These people took the Great Commission seriously and personally. In just the first 15 years of the prayer revival, churches were established in the Virgin Islands,Greenland, Turkey, the Gold Coast of Africa, South Africa, Suriname, the Arctic, Algiers, Sri Lanka, Persia, Ethiopia, and among the Eskimos and Indians of North America.
Even John and Charles Wesley were converted, in part, through their contact with the Moravians. George Whitefield hotly debated some of the Moravian theology, but came to love and respect their zeal to get Christ known in places where no one else would consider going.
Count Nikolaus Zinzendorf, with all his personal flaws and theological deficiencies – and there were many – passionately loved Christ, the gospel, and the nations. Zinzendorf did much, and suffered much, to enlist missionary martyrs for the truly tough places of the world.
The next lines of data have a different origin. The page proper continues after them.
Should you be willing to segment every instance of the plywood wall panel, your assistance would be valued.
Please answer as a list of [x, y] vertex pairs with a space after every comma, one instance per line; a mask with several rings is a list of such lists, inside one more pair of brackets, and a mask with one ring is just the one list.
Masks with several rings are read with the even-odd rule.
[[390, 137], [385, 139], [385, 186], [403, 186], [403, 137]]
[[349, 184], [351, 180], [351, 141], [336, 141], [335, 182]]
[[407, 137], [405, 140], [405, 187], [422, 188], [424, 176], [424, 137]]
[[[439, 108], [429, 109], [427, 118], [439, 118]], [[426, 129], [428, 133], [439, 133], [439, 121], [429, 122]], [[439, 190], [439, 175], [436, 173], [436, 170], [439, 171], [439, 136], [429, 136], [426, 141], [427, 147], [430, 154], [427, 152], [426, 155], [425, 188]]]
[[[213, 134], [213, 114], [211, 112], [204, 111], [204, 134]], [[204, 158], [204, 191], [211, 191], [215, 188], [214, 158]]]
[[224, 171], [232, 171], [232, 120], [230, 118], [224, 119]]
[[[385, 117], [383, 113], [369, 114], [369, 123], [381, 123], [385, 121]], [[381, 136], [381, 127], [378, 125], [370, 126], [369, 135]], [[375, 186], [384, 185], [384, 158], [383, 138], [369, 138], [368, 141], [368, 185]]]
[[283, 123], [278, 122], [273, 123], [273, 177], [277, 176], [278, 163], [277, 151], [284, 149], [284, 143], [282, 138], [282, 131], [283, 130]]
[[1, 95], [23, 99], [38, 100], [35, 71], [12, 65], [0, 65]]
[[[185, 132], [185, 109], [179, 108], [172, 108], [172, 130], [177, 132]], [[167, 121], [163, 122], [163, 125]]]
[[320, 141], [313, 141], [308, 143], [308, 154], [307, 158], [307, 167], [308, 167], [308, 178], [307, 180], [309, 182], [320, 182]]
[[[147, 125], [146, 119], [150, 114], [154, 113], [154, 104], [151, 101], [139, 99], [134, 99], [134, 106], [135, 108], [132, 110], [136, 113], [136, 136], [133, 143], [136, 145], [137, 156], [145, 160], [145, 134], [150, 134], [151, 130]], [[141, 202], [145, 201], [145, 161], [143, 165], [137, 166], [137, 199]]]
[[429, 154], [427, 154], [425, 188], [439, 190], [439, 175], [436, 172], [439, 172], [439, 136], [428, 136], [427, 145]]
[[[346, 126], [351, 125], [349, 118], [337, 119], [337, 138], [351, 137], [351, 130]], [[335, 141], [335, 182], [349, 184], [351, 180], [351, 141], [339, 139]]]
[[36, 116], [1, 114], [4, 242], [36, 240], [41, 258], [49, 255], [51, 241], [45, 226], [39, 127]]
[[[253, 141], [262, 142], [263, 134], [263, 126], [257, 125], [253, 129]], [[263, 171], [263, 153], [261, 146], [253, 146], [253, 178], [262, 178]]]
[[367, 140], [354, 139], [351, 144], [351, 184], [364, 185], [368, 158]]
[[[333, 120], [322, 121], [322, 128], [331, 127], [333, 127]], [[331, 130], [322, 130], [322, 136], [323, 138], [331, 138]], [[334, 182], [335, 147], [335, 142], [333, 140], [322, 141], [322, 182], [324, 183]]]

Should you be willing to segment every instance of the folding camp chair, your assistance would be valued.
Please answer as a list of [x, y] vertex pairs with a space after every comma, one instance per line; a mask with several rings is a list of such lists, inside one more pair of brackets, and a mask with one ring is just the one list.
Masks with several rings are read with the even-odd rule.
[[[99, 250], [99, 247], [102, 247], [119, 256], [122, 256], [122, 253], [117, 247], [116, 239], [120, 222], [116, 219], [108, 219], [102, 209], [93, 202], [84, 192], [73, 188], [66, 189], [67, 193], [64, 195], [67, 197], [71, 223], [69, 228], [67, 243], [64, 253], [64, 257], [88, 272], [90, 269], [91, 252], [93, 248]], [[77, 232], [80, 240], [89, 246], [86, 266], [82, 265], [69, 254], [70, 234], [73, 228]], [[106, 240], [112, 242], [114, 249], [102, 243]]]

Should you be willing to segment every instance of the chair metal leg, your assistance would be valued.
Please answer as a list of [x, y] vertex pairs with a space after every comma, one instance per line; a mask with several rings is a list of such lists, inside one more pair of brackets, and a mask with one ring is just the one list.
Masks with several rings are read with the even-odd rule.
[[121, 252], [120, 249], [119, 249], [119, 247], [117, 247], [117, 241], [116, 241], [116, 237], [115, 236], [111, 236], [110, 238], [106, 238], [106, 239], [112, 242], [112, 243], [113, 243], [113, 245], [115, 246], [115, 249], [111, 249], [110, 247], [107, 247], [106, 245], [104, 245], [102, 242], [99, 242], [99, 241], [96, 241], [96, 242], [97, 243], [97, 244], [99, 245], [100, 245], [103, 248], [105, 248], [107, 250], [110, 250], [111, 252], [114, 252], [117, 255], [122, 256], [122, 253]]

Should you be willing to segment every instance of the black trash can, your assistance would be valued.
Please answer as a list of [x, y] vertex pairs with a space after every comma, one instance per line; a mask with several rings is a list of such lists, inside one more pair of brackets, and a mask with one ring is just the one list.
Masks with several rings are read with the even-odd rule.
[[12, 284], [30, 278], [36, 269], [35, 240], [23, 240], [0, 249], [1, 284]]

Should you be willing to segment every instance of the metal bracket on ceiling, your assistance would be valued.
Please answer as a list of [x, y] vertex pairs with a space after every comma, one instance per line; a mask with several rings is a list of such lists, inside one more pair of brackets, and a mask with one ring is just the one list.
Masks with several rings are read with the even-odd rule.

He deservedly is considered one of the most influential leaders in mission history.
Zinzendorf laid a foundation for cross-cultural, protestant mission that pioneered the way for what is called “The Great Century of Mission” which followed in the 1800’s.
Sixty years before William Carey set out for India and one-hundred fifty years before Hudson Taylor sailed for China, God had already selected a rag-tag, rough-and-tumble group of radical believers to demonstrate what he will do when a few sell-out to Christ and simply do what he tells them to do.
I’ve scribbled the name of Count Zinzendorf and the Moravians into the margin of Hebrews 11 in my bible alongside the other gospel champions listed there. Like those biblical examples, the Moravians’ lives demonstrated outrageous faith and extreme risk for the gospel. They lived by faith, and they died by faith. It is appropriate to remember the Moravians’ among God’s flock of fools who went to the far nations to gather a chosen, ransomed people for the glory of his name.